If you focus on inequality as a measure of how good your life is, then the only way to know whether you are happy or not is to first check out your neighbour, and see whether he is enjoying some advantages that are not available to you or getting attention and favours that you are not able to get. Your life is then lived and valued only by reference to what other people have. You start by getting very angry about people who have more than you, or access to things closed off to you, because how unfair is that. Before long, you actually find yourself feeling envious of 14th century peasants, because even though they were falling about like skittles ridden with the plague at least they were not surrounded by 1% billionaires and so they had no inequality to make them unhappy.

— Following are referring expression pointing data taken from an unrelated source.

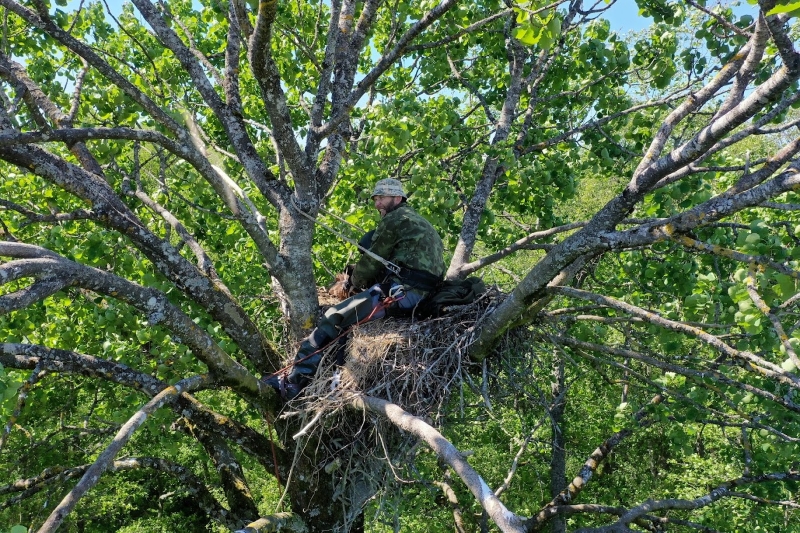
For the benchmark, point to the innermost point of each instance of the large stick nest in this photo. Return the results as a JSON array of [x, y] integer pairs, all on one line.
[[410, 362], [413, 363]]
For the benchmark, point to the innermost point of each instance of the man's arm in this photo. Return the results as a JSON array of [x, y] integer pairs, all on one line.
[[369, 271]]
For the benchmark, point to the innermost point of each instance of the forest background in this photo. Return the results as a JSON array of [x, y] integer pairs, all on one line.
[[165, 174]]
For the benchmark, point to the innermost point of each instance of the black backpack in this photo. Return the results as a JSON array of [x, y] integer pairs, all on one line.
[[450, 293]]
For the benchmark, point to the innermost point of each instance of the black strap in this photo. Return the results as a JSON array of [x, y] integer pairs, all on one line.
[[419, 279]]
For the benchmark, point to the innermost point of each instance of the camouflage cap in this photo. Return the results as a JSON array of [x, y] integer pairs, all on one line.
[[388, 187]]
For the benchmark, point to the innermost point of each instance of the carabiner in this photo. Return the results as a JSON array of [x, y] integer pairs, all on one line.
[[397, 292]]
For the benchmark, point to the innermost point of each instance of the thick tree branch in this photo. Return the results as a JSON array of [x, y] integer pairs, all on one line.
[[756, 363], [114, 213], [152, 303], [505, 519], [93, 473]]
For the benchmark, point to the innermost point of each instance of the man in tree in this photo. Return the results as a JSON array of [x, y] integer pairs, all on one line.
[[403, 265]]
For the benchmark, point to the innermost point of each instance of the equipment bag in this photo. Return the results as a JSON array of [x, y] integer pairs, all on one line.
[[450, 293]]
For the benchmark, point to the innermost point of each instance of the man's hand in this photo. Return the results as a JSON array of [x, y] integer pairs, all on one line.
[[341, 288]]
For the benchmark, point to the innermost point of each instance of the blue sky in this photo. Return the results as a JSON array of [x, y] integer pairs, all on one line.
[[624, 15]]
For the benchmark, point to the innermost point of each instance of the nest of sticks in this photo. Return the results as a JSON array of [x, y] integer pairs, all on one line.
[[416, 364], [410, 362]]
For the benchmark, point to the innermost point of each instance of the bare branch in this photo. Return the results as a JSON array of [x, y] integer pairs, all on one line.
[[93, 473], [505, 519]]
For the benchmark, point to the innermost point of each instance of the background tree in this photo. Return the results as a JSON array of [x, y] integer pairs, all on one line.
[[163, 169]]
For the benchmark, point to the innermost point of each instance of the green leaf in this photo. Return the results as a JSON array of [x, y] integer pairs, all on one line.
[[792, 8]]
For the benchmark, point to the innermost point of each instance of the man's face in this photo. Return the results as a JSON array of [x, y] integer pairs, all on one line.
[[384, 204]]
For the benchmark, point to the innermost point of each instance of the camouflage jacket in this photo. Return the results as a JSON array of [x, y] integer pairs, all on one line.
[[406, 239]]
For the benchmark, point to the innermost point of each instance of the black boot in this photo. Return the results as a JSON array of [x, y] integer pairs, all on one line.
[[288, 391]]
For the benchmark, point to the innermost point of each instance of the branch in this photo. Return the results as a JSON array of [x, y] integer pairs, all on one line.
[[579, 482], [756, 363], [234, 484], [276, 522], [234, 127], [520, 244], [722, 491], [386, 61], [447, 453], [113, 212], [152, 303], [93, 473], [269, 80], [698, 376], [31, 356], [188, 481]]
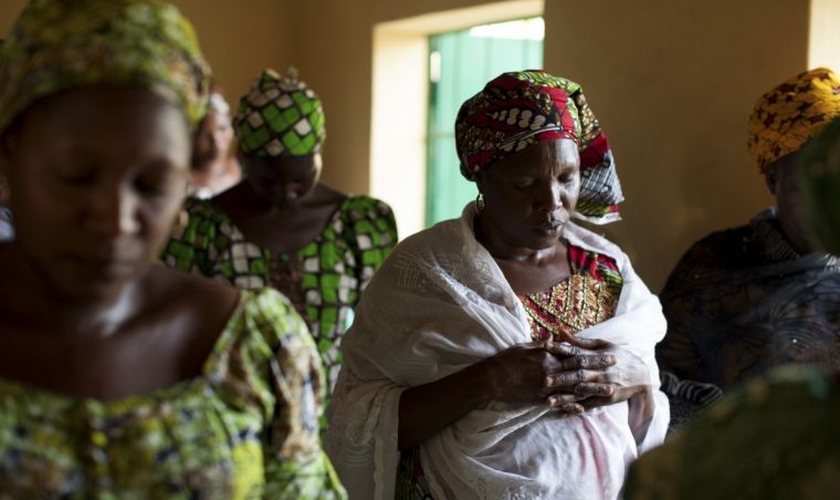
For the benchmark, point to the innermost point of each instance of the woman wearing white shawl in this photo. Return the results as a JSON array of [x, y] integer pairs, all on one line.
[[508, 353]]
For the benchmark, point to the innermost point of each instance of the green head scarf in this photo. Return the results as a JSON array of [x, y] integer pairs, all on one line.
[[280, 116], [58, 45]]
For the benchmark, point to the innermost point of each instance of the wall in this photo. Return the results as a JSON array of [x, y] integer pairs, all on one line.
[[674, 91], [238, 38]]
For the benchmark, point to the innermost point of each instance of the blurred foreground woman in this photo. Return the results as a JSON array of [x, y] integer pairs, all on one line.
[[120, 378]]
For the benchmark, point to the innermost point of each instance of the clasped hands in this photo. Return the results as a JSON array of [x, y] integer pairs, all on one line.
[[569, 378]]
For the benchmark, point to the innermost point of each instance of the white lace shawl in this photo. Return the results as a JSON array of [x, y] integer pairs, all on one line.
[[439, 304]]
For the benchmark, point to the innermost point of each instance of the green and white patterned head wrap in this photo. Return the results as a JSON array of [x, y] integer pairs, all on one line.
[[58, 45], [280, 116]]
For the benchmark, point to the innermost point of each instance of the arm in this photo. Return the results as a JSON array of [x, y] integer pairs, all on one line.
[[523, 375]]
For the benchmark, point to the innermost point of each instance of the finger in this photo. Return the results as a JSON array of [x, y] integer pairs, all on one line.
[[592, 344], [588, 361], [592, 389], [557, 400]]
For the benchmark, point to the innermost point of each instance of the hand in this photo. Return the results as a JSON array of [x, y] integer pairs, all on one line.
[[538, 373], [596, 386]]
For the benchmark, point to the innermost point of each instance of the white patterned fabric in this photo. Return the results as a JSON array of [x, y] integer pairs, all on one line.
[[439, 304]]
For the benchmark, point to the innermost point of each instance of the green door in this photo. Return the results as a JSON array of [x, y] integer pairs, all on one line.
[[461, 63]]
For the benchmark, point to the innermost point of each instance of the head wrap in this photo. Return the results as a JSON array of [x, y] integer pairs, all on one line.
[[515, 110], [279, 116], [787, 116], [57, 45]]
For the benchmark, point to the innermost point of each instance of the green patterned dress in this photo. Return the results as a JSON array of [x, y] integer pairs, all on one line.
[[245, 428], [324, 279]]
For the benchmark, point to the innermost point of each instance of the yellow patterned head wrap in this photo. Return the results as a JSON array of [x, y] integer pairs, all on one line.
[[57, 45], [789, 115]]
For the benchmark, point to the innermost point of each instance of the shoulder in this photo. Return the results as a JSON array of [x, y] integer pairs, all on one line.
[[726, 246], [364, 203], [371, 221], [715, 253]]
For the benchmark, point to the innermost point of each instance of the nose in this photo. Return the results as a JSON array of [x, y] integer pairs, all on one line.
[[113, 212]]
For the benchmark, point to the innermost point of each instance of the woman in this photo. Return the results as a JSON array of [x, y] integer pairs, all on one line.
[[120, 378], [214, 165], [745, 300], [507, 354], [281, 227], [769, 438]]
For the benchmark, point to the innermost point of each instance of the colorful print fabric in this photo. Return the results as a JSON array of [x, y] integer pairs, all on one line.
[[331, 272], [246, 428], [58, 45], [588, 297], [279, 116], [515, 110], [742, 301], [789, 115]]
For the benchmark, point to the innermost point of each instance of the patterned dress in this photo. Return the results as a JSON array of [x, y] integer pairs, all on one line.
[[772, 438], [587, 297], [246, 427], [742, 301], [324, 279]]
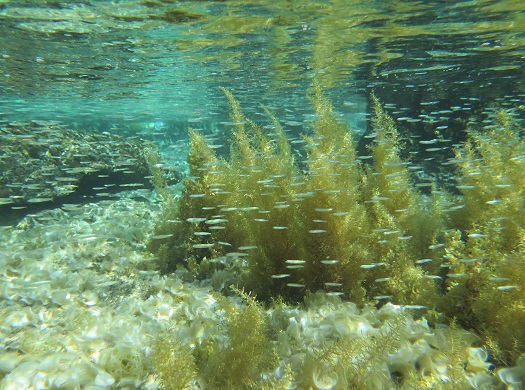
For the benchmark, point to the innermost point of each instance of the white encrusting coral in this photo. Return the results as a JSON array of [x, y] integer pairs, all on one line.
[[83, 307]]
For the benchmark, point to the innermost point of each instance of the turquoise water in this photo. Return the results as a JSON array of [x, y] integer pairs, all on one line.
[[82, 301], [103, 64]]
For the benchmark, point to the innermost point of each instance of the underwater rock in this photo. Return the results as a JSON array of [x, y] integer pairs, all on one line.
[[44, 164]]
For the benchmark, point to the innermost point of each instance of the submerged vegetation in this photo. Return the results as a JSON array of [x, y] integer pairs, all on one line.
[[358, 226]]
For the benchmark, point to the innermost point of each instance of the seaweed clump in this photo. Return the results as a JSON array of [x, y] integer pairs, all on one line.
[[333, 225], [358, 226]]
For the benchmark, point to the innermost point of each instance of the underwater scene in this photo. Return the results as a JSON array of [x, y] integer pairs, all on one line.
[[315, 194]]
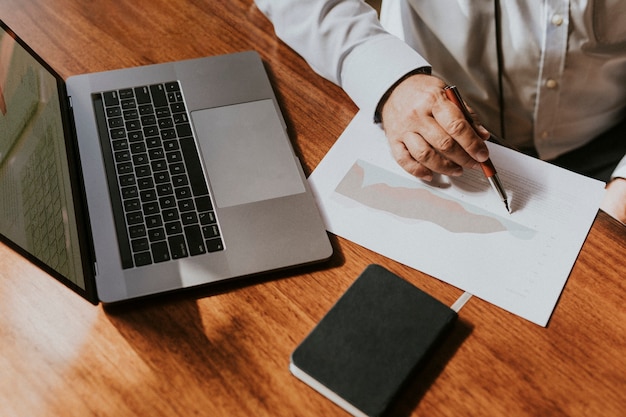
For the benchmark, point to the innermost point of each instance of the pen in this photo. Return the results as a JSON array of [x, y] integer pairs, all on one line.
[[488, 169]]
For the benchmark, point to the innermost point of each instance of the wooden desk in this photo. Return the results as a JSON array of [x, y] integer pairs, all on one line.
[[225, 351]]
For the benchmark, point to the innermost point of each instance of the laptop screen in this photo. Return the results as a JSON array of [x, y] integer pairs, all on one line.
[[36, 201]]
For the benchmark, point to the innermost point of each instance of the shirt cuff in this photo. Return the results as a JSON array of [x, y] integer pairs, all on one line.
[[374, 67]]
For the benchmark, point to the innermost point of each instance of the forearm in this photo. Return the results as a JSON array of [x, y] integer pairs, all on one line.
[[343, 41]]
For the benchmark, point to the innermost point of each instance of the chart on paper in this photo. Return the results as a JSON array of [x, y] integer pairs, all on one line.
[[385, 191], [456, 229]]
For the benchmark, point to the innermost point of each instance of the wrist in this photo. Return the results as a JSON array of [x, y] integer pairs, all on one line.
[[378, 114]]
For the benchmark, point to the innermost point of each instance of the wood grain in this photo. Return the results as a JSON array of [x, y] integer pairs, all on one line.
[[224, 350]]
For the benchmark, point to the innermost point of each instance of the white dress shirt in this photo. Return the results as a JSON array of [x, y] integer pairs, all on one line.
[[564, 61]]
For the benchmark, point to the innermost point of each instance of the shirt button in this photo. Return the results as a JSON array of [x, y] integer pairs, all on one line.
[[557, 20], [550, 83]]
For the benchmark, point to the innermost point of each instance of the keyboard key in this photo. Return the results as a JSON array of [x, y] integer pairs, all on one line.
[[214, 245], [160, 251], [178, 247], [166, 210], [143, 95], [195, 240], [159, 96], [142, 259]]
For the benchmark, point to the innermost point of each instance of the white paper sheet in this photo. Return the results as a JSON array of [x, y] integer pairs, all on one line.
[[457, 229]]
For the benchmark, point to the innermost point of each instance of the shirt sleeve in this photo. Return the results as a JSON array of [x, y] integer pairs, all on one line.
[[343, 41]]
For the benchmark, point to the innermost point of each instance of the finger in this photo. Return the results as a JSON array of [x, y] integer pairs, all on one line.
[[453, 122], [445, 144], [408, 163], [412, 151]]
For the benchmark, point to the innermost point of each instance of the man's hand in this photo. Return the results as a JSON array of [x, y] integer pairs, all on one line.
[[428, 133], [614, 202]]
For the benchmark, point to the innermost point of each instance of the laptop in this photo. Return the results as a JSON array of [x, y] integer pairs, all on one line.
[[140, 181]]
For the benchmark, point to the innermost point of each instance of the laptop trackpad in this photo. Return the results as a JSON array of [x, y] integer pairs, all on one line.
[[247, 153]]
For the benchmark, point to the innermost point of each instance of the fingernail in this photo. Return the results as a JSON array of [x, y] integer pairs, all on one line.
[[482, 156]]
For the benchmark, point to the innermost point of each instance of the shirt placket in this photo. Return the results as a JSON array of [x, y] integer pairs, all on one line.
[[551, 68]]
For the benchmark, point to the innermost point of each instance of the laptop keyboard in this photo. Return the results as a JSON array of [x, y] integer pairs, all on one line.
[[161, 201]]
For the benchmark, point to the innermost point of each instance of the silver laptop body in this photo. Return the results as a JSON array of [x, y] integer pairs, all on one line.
[[263, 216]]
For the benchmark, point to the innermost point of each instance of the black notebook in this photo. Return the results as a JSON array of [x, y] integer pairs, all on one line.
[[371, 341]]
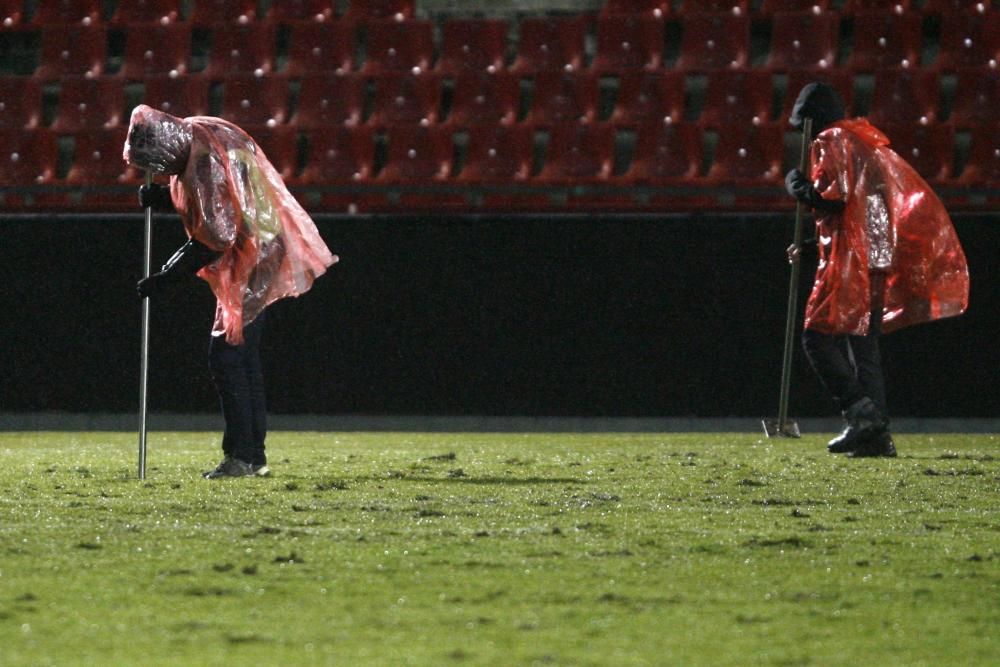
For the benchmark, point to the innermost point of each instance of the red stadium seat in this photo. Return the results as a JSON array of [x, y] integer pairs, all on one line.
[[28, 157], [238, 48], [579, 154], [905, 96], [893, 6], [302, 10], [976, 97], [714, 41], [479, 45], [330, 100], [402, 98], [930, 150], [280, 144], [665, 154], [983, 166], [68, 12], [72, 51], [152, 49], [481, 98], [627, 42], [735, 7], [210, 12], [146, 11], [498, 154], [180, 96], [367, 10], [550, 44], [961, 6], [315, 47], [97, 161], [88, 104], [840, 79], [255, 100], [11, 13], [20, 102], [969, 39], [804, 40], [399, 45], [811, 6], [417, 154], [564, 97], [339, 155], [749, 155], [884, 39], [656, 8], [649, 97], [739, 97]]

Worst of all, if you are a banner waving 99%er from a rich country moaning about the 1% in your country who are oppressing you by being so rich, what will you do when you discover that to a poor third world kleptocratic country YOU are part of the problem because your entire country is oppressing his entire country by having the temerity to be richer and more productive? You might be a noble 99% social justice warrior with impeccable liberal credentials in your own rich country, but in global terms you are an evil 1%er because no matter how 'poor' you are, you are richer than 99% of the world's people. There are people in the world so poor that they have only rags to wear, a tin shack to live in, and all they have to eat every day is a single meal made of watery soup with a few scraggly peas and carrots floating about. Oh dear, what now? How shall we go about embracing the whole world in the great redistribution project? Because when you start equalising everything, it will never end until the whole world has been equalised and that would be a very sinister state of affairs.
The world would be a freer and safer and happier place if people would abandon the dream of producing equality of all things. Life, liberty and the pursuit of happiness, not life, liberty and the pursuit of 'equality'.